The Portuguese player is a month away from his 27th birthday but, having only begun 87 competitive matches in a career that has so far yet to catch fire, he can only hope that his best days are still ahead of him.

He played alongside Ronaldinho with Paris Saint-Germain in France in 2002-03 but it was clear then that their careers would take different courses. Ronaldinho, a world champion with Brazil, moved on to Barcelona in 2003, Teixeira to Uni?o Leiria on loan.

But now, under the tutelage of Tony Mowbray in the safe haven that is The Hawthorns, Teixeira might finally have found the right context for his uniquely Mediterranean skills.

His performance for West Bromwich Albion against Barnsley last Saturday gave every indication that he has the talent of Jason Koumas - now, alas, with Wigan Athletic - and the attitude of Neil Clement.

It is a rare combination that makes Teixeira (pronounced Tay-shay-rah) ideal material for Mowbray and, at this time of transition, ideal for Albion. It was not just Teixeira's goal that caught the eye. His all-round display, one of vision and good touch, evoked images of the slalom running that made Koumas and Diomansy Kamara so exciting for Albion last season.

Koumas and Kamara have gone, of course, but are so far not missed. As Mowbray said after the match against Barnsley: "Filipe stepped up and produced the same kind of quality that we had last season from the likes of Diomansy and Jason."

Replacing Kamara and Koumas was always going to be a problem for Mowbray, especially given the manager's propensity for artistic football. But he had identified Teixeira even before Albion lost at Wembley to Derby Countyin the Coca-Cola Championship play-off final last May.

That is why Mowbray seemed happy enough to sell Kamara to Fulham for £6 million and Koumas to Wigan for £5.3 million. Good players, yes, but also high-maintenance.

With Teixeira available for just £600,000, why try to keep hold of those who did not even want to play for Albion? Six hundred grand - you can barely buy a London house for that now.

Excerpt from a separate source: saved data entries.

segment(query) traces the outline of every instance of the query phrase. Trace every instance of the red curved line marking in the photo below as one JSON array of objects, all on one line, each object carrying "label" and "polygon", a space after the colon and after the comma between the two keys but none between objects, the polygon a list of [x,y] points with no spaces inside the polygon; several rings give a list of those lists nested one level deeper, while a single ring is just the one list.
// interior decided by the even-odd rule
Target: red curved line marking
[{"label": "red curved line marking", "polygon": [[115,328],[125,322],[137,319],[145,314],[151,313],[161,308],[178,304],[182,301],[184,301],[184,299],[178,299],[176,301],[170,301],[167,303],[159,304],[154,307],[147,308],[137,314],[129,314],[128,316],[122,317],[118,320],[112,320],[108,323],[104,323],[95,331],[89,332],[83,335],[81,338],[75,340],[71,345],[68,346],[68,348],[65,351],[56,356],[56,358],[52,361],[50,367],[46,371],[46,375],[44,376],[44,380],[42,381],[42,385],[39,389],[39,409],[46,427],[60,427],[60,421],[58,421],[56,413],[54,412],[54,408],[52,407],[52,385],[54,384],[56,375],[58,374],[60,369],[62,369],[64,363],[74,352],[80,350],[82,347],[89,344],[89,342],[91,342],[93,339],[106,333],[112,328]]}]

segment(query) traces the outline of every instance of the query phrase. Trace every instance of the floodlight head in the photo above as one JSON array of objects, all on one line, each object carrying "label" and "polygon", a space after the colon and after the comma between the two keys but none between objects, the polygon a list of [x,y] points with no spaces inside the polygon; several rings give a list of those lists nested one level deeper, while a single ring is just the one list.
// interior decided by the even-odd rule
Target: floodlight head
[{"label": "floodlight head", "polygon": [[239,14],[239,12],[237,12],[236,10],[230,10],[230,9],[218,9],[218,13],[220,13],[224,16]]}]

Teixeira has been involved in all six of Albion's matches this season and seems to appeal to Mowbray in the way that Robert Koren, currently injured but arguably Albion's talisman, appeals. One might call it reliable talent. No flawed genius here, just a player doing what he does best within loose constraints.

Teixeira was born in Paris in 1980 at a time of strife, rioting and disillusionment in the French capital. But he began his career in Portugal with Felgueiras when still a teenager. It was not a dream move - Felgueiras are the Portuguese equivalent of, say, Luton Town - but it took him to what he calls his "second country". Teixeira is actually a Portuguese town.

The return to Paris, with Saint-Germain, was a move of choice and the chance to play alongside Ronaldinho, who had just returned triumphant from the 2002 World Cup. But reality taught Teixeira a harsh lesson. Sentiment counts for nothing. He started just 18 matches in three years and returned to Portugal, to join Academica de Coimbra, in 2005.

It was there that he found Mowbray; or, rather, Mowbray found him. Teixeira has yet to flourish but he has finally found his spiritual home. It is not in Paris or Lisbon, but in West Bromwich.

He knows that one goal against Barnsley does not make a career but it does provide encouraging auguries.